Kristalina Giorgieva, directrice actuelle du FMI, a fait un discours le 15 octobre, qui portait le titre prometteur d'un "nouveau moment Bretton Woods".

 

 

En épluchant son discours pour trouver quelques indications au sujet de la Réforme Monétaire, j'ai relevé différentes choses, qui méritent qu’on s’y attarde.

Pour mieux comprendre l’actualité, faisons un retour en arrière. Dans les années 70, les deux chocs pétroliers ont permis au prix du pétrole de s’envoler de l’équivalent de 21 $ à 124 $ en 1980 (source).

Le Mexique, le Vénézuela et les petits pays producteurs de pétrole ont soudain vu un afflux inespéré de dollars et ont cru que cette manne tombée du ciel durerait éternellement. Ces États ont donc emprunté des sommes gigantesques pour créer des infrastructures modernes, autoroutes, aéroports, raffineries, etc… et accroître leur production. Mais la flambée brutale des prix du pétrole a fait plonger les pays développés dans une récession économique et la demande de pétrole a fortement chuté. Entre surproduction de pétrole et baisse de la demande, le cours du baril s’est effondré en moins de 2 ans, de 124 $ à 78 $. Durant la même période, pour lutter contre la forte inflation, qui avait sévit pendant les années 70, les pays développés ont resserré leur politique monétaire en faisant fortement monter les taux d’intérêt. Cela a étranglé les pays endettés.

Très rapidement, en 1982, le Mexique jette un pavé dans la mare, en annonçant qu’il ne peut pas honorer sa dette. Il a été immédiatement suivi par une douzaine de pays en développement, producteurs de pétrole. Les plus grandes banques mondiales de l’époque, et notamment de Wall Street, se prennent un énorme bouillon financier. Il faudra 7 ans avant de trouver une solution durable avec le Plan Brady en 1990. Cette crise de la dette génère une crise de liquidités mondiale et une énorme bulle spéculative sur le dollar.
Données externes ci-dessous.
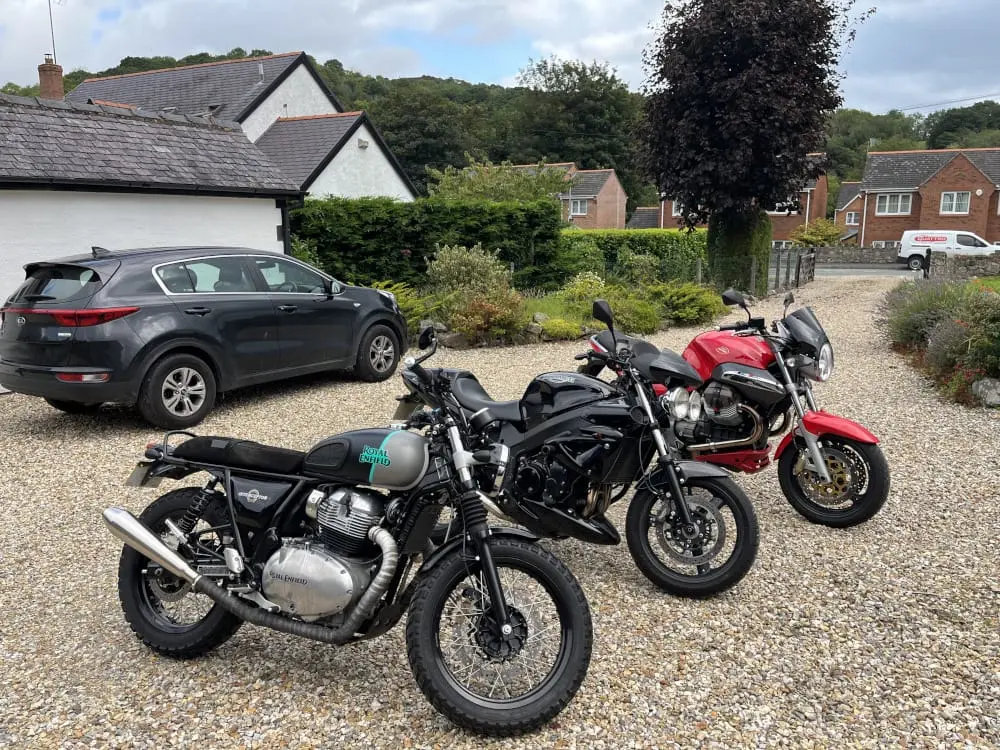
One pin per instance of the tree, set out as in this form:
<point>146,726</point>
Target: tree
<point>496,182</point>
<point>817,233</point>
<point>739,94</point>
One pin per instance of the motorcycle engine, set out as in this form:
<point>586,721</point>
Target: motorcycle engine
<point>322,576</point>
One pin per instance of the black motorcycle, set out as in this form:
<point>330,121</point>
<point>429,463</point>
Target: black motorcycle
<point>322,545</point>
<point>573,445</point>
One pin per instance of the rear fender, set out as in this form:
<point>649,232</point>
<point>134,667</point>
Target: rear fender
<point>460,541</point>
<point>820,423</point>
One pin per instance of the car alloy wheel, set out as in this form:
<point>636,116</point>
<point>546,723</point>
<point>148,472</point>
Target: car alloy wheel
<point>382,353</point>
<point>183,391</point>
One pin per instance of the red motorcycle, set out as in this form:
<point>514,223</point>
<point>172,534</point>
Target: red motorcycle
<point>757,384</point>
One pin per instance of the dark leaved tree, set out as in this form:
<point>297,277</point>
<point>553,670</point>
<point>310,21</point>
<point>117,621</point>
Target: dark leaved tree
<point>739,93</point>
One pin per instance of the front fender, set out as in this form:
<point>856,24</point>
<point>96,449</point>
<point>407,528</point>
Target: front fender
<point>820,423</point>
<point>459,541</point>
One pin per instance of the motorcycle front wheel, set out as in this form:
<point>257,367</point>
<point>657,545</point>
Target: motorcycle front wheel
<point>479,677</point>
<point>858,491</point>
<point>699,562</point>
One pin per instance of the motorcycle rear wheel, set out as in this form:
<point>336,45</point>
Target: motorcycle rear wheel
<point>642,521</point>
<point>859,490</point>
<point>515,683</point>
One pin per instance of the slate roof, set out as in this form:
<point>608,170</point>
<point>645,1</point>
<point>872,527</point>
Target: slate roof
<point>587,183</point>
<point>908,170</point>
<point>228,89</point>
<point>65,144</point>
<point>645,218</point>
<point>848,192</point>
<point>304,146</point>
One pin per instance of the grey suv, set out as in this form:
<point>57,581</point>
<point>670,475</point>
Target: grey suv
<point>169,328</point>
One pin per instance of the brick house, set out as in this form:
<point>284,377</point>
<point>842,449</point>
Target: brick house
<point>812,205</point>
<point>847,214</point>
<point>594,198</point>
<point>942,189</point>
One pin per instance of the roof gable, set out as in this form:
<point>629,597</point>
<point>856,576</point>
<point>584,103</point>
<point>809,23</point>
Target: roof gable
<point>227,89</point>
<point>304,146</point>
<point>908,170</point>
<point>54,143</point>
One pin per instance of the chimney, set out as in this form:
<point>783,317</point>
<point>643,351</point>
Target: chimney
<point>50,79</point>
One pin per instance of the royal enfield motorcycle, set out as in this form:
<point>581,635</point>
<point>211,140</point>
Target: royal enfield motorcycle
<point>322,545</point>
<point>573,445</point>
<point>757,384</point>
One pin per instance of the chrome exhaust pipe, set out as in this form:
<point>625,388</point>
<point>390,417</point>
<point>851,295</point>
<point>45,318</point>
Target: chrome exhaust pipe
<point>137,535</point>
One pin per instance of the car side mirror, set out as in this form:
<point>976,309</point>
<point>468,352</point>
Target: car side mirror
<point>427,337</point>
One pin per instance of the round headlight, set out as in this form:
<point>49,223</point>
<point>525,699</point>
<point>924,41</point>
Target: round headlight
<point>694,406</point>
<point>677,403</point>
<point>825,365</point>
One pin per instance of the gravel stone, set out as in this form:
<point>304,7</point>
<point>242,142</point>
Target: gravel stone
<point>886,634</point>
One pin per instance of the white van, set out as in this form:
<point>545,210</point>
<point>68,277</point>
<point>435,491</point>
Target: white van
<point>915,244</point>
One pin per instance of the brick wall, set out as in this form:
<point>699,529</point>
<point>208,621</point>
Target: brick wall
<point>854,254</point>
<point>945,266</point>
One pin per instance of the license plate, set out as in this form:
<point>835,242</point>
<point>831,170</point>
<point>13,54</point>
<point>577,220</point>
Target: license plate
<point>140,477</point>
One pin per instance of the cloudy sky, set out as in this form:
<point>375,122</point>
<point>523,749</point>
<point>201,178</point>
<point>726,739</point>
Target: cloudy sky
<point>913,53</point>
Pour casser cette spéculation sur le dollar, les Banques centrales des pays développés vont trouver un deal, qui est resté dans l’Histoire comme les "Accords du Plaza". Au lieu de laisser les monnaies s’ajuster librement, le Japon, les États-Unis, la Grande Bretagne, la France et l’Allemagne s’entendent pour faire baisser le cours du dollar contre les autres monnaies. Le Japon, au sommet de sa puissance économique à ce moment-là, sera le grand perdant. Il n’est jamais sorti de la crise depuis.

Quant au dollar, il va chuter en 3 ans de 165 à 88.

 

 

Souvenez-vous que la Chine, qui est depuis plusieurs années la locomotive de l’économie mondiale, a refusé des "Accords du Plaza 2.0" pour ne pas subir le même sort que le Japon.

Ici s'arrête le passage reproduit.